Com atuações primorosas e propositalmente exageradas partindo dos próprios protagonistas, Margot Robbie e Ryan Gosling, outros também conquistam espaços importantes como Kate McKinnon com sua Barbie Esquisita. Ainda falando sobre o Ken de Gosling, que rouba a cena com toda a insegurança de seu Ken e a fragilidade loira que nos encanta sem perceber, se o espectador tiver uma masculinidade um pouco frágil que seja, provavelmente vai ficar ofendido em algum momento do filme. E, adivinha, é exatamente essa a piada. No entanto, o numeroso elenco de apoio deixa um pouco de decepção, pois são muitos nomes de peso que mal tem falas na trama.
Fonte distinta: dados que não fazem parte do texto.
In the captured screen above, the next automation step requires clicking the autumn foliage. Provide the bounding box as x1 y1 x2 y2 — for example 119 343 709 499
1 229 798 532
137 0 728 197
Por fim, a direção de arte deu seu nome na construção de um mundo imaginário perfeito com todas as nuances que era esperado de Barbieland, remetendo aos brinquedos muito conhecidos do universo da boneca como as casas sem parede, objetos de tamanho desproporcionais e caixas com roupas. Um fan-service muito bem feito coroado com uma trilha sonora incrível e com músicas de letras condizentes.
E o mais importante de tudo: é um filme! Não foi algo feito para gerar grandes discussões e entrar em crise existencial. Por isso se você for assistir, vá para se divertir e curtir a vibe da Barbie. A vida da Barbie é uma utopia e o próprio nome diz isso. Tentar trazer a fantasia da boneca para a realidade e contextualizar como se fosse possível alcançar ou viver daquele jeito, só prova que a mensagem das histórias infantis sequer foi captada. Por isso se você procura discussões mais densas, esse definitivamente não é um filme que vai te proporcionar isso, e nem precisa, pois nem é seu papel. O filme cativa, atualiza e humaniza um ícone de gerações que já está acostumado a ser cultuado e criticado.